Bessel pairs and optimal Hardy and Hardy–Rellich inequalities

Abstract

We give necessary and sufficient conditions on a pair of positive radial functions V and W on a ball B of radius R in Rn, n ≥ 1, so that the following inequalities hold for all \({u \in C_{0}^{\infty}(B)}\) : $$\label{one} \int\limits_{B}V(x)|\nabla u |^{2}dx \geq \int\limits_{B} W(x)u^2dx,$$ $$\label{two} \int\limits_{B}V(x)|\Delta u |^{2}dx \geq\int\limits_{B} W(x)|\nabla u|^{2}dx+(n-1)\int\limits_{B}\left(\frac{V(x)}{|x|^2}-\frac{V_r(|x|)}{|x|}\right)|\nabla u|^2dx.$$ This characterization makes a very useful connection between Hardy-type inequalities and the oscillatory behaviour of certain ordinary differential equations, and helps in the identification of a large number of such couples (V, W)—that we call Bessel pairs—as well as the best constants in the corresponding inequalities.

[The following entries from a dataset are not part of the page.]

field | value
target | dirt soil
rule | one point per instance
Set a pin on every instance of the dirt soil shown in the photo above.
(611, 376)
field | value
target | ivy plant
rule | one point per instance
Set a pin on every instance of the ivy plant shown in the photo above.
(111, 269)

This allows us to improve, extend, and unify many results—old and new—about Hardy and Hardy–Rellich type inequalities, such as those obtained by Caffarelli et al. (Compos Math 53:259–275, 1984), Brezis and Vazquez (Revista Mat. Univ. Complutense Madrid 10:443–469, 1997), Wang and Willem (J Funct Anal 203:550–568, 2003), Adimurthi et al. (Proc Am Math Soc 130:489–505, 2002), and many others.